Each year, the organization resettles 600 to 700 refugees from countries that include Afghanistan, Bhutan, Burma, Congo, Eritrea, Iran, Iraq, Somalia and Sudan. The nonprofit, which has offices in Boston, Lowell and Manchester, New Hampshire, also offers English language learning, skills training and citizenship programs.
But not everyone is as excited as Thielman about these new immigrants. Those who disagree with their efforts often reach out to the International Institute, he said, to voice their displeasure. More often than not, the issue revolves around security.
When confronted by those who want to prevent the refugees from entering, Thielman says he does the only thing he can: He talks to them.
“What we spend most of our time on is conversation, educating them,” he said. Thielman and his staff explain the process, and “the steps we take, the security screenings the U.S. does.’”
That process begins overseas.
There are about 21.3 million refugees in the world, Thielman said. These are people who have left their home countries and cannot go back, often out of fear of persecution (for their faith, politics or actions taken against the current leadership).
Less than 1 percent of those refugees — about 200,000 — will be resettled in a country where they will have a path to become a legal citizen, Thielman said.
For those trying to enter the U.S., the process is long. While still overseas, they undergo two years of vetting. The Department of Homeland Security, the Department of Intelligence, U.S. Counterterrorism officials and more have a hand in the screening process.
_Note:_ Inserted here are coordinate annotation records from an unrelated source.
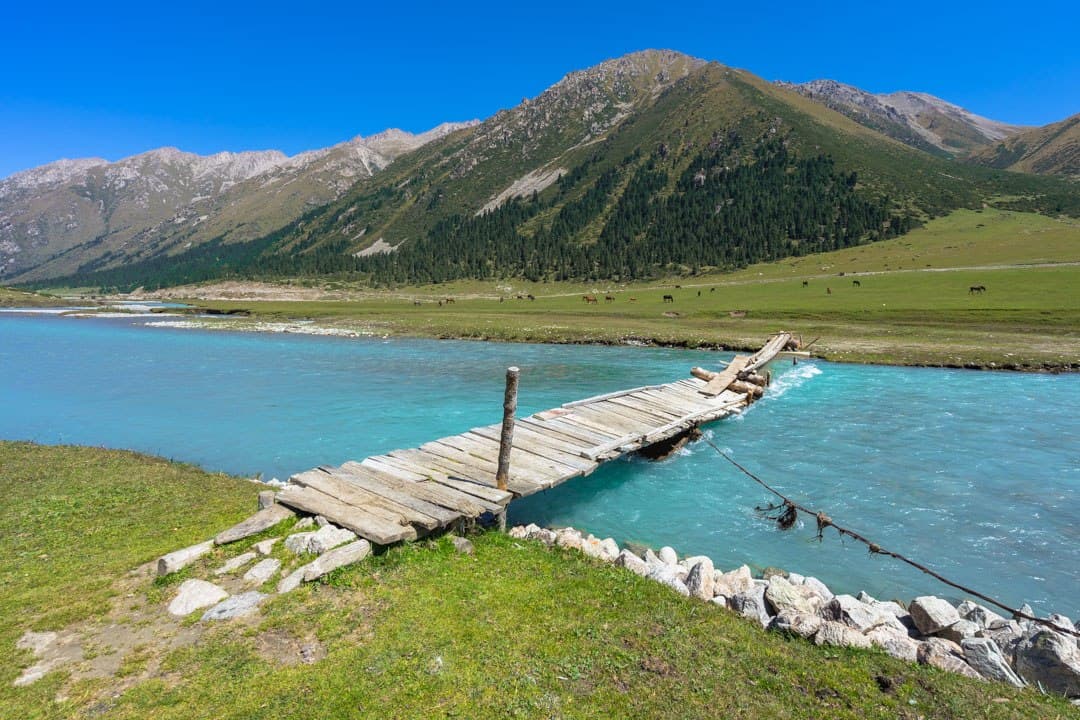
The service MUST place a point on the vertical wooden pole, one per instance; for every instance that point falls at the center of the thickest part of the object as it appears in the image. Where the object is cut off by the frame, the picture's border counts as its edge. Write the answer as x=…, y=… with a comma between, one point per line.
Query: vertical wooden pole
x=507, y=439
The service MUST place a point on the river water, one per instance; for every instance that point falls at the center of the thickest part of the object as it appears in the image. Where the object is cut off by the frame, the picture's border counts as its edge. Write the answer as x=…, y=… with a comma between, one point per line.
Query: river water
x=975, y=474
“We have the strictest screening in the world,” Thielman said. “We have very strong, safe security and screening programs. This is the reality.”
When they’re through, the International Institute's national office in Washington notifies the New England branches two to four weeks in advance that someone is heading their way.
“We meet the clients for the first time when they arrive at the airport,” Thielman said. “Before they arrive, our staff gets data on them: how old they are, how many children they have, their work history, education level; so we’ve been thinking about them, but we don’t really know them until they arrive.”
The nonprofit is crucial to supporting refugees in their new lives. Staffers put them in an apartment, and provide them with food and clothing. Case workers bring them to doctors’ appointments and, often, mental health visits, necessary because of the trauma they’ve experienced.
A late-breaking federal court ruling on Thursday evening refused to reinstate Trump's travel ban, good news for refugees.
Thielman says his organization will help those refugees, just as it has been doing for decades. "They've done everything they were supposed to do under the laws of the U.S.," he said.“They should be able to come to this country.”